そもそも重度訪問介護とはどんなサービス?

長時間ヘルパーが自宅に滞在し、見守り・食事・入浴・医療的ケアなど生活全般を支えるサービスです。障害支援区分4以上の方が対象で、市区町村の支給決定を受けて利用します。

「重度訪問介護」という名前は聞いたことがあっても、普通の訪問介護(居宅介護)と何が違うのか分かりにくいという声をよくいただきます。もっとも大きな違いは、支援の時間の長さです。居宅介護が1回30分〜1時間程度の訪問であるのに対し、重度訪問介護は朝から晩まで、あるいは夜通し、長時間にわたって同じヘルパーがそばにいて生活全体を支えます。

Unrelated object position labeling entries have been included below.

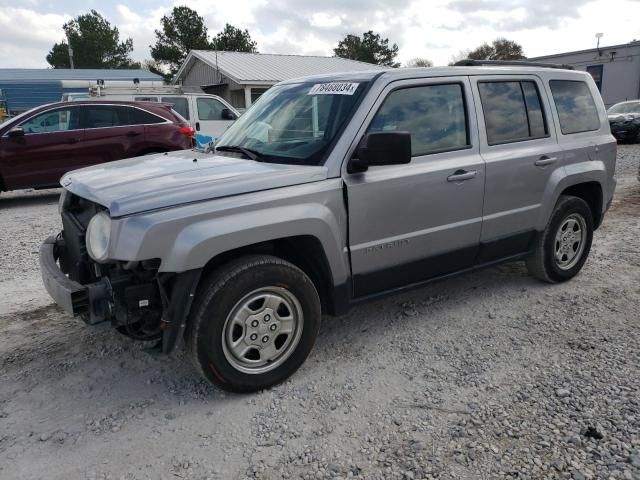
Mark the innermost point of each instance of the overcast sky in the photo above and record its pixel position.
(435, 29)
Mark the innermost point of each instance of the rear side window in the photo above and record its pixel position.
(105, 116)
(180, 105)
(512, 111)
(434, 115)
(209, 109)
(576, 109)
(147, 118)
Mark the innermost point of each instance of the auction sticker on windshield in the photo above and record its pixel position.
(334, 88)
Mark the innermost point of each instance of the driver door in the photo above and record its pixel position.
(51, 146)
(210, 119)
(412, 222)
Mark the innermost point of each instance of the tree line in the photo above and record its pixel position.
(95, 43)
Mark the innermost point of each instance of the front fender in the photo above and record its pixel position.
(187, 237)
(195, 245)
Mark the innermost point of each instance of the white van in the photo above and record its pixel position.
(209, 115)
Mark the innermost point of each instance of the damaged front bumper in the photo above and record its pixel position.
(121, 299)
(91, 302)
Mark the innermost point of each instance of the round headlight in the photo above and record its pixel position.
(98, 233)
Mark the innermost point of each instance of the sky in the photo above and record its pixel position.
(433, 29)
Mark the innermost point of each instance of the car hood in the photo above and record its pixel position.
(161, 180)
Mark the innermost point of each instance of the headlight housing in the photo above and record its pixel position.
(98, 236)
(62, 200)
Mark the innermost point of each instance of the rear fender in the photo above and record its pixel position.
(568, 176)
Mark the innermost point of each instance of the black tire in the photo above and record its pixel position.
(542, 263)
(218, 298)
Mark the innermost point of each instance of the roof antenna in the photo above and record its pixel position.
(599, 36)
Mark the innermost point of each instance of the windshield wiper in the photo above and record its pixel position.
(248, 152)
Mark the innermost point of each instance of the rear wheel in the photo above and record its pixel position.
(563, 248)
(254, 323)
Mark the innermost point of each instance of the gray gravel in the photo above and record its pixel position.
(489, 375)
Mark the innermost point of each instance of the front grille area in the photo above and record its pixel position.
(74, 260)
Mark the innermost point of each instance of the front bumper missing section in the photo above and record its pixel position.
(90, 301)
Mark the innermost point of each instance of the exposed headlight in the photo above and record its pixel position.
(98, 235)
(63, 198)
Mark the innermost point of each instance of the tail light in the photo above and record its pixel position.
(187, 131)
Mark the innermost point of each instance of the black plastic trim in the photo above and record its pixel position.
(175, 317)
(72, 296)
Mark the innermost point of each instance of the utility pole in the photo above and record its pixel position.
(70, 52)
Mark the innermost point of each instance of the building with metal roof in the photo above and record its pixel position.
(26, 88)
(615, 69)
(241, 77)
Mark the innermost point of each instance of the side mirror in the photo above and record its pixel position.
(227, 114)
(15, 132)
(381, 148)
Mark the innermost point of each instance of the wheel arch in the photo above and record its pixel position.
(591, 193)
(304, 251)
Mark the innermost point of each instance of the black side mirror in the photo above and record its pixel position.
(381, 148)
(15, 132)
(227, 114)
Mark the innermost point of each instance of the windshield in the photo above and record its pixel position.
(294, 123)
(622, 108)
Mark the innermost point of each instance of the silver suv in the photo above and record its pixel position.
(329, 191)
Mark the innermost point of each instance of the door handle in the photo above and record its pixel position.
(461, 175)
(545, 160)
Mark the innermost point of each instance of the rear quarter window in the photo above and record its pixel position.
(576, 108)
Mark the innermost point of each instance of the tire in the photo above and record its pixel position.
(562, 249)
(254, 322)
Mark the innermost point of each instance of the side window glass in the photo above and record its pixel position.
(209, 109)
(142, 117)
(434, 115)
(180, 105)
(537, 123)
(53, 121)
(505, 114)
(577, 111)
(101, 117)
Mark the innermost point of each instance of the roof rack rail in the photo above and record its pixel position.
(515, 63)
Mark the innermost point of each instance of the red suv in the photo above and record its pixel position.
(41, 145)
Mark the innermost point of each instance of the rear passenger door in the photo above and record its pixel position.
(411, 222)
(112, 133)
(520, 149)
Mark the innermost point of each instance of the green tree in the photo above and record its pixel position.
(369, 48)
(182, 31)
(153, 67)
(419, 62)
(232, 39)
(95, 44)
(500, 49)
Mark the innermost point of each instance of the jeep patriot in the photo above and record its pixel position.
(329, 191)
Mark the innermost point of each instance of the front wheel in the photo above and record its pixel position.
(254, 323)
(563, 248)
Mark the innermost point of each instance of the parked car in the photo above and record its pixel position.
(41, 145)
(330, 191)
(209, 115)
(624, 119)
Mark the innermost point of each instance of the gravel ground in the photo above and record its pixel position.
(488, 375)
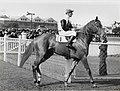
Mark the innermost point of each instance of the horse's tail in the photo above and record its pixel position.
(26, 54)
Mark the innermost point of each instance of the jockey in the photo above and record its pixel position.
(68, 28)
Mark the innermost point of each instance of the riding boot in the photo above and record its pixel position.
(69, 45)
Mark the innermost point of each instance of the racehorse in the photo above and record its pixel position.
(46, 45)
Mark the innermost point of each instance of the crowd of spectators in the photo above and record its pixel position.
(30, 34)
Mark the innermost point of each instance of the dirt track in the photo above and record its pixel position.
(15, 78)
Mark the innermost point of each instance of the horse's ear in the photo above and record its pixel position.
(96, 18)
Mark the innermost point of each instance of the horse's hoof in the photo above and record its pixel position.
(94, 86)
(37, 84)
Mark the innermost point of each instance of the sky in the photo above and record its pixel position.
(107, 11)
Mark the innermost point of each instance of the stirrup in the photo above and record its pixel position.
(70, 46)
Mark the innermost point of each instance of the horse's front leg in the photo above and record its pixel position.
(85, 63)
(75, 64)
(34, 74)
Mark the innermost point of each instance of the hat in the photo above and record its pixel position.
(69, 11)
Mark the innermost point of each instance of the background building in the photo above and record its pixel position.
(24, 22)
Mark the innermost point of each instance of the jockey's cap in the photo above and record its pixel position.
(69, 11)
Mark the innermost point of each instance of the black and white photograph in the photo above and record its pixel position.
(59, 45)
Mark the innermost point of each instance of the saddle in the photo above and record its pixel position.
(65, 36)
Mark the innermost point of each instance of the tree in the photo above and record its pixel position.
(116, 30)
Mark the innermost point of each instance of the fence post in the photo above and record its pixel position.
(5, 45)
(68, 69)
(19, 51)
(103, 56)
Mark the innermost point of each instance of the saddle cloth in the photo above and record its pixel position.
(63, 34)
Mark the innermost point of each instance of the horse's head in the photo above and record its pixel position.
(94, 27)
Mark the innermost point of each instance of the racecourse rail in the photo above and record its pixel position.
(18, 45)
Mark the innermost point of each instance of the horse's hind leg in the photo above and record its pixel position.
(85, 63)
(39, 60)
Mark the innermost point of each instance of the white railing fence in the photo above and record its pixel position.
(18, 45)
(13, 45)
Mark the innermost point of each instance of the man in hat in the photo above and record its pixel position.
(68, 27)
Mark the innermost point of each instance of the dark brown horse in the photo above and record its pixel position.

対象となるのは、原則として障害支援区分4以上の認定を受けた方です。ALS(筋萎縮性側索硬化症)、筋ジストロフィー、脳性麻痺、脊髄損傷などにより重度の肢体不自由がある方、あるいは重度の知的障害・精神障害がある方が主な利用対象になります。サービスの基本的な仕組みをまだ詳しく知らない方は、「重度訪問介護って何?」家族が知っておきたい基本をやさしく解説で全国共通の制度としての基礎を先に押さえておくと、この後の和光市固有の手続きの話が理解しやすくなります。

また、申請の全体像や必要な持ち物について、より基礎的な部分から知りたい方ははじめての障害福祉サービス|申請の流れを5ステップでわかりやすくもあわせてご覧ください。

和光市で重度訪問介護の申請窓口はどこ?

和光市役所 福祉部 障害福祉課の障害支援担当が申請窓口です。障害福祉課はもう1つ、手帳や手当を扱う障害給付担当を持つ2係体制です。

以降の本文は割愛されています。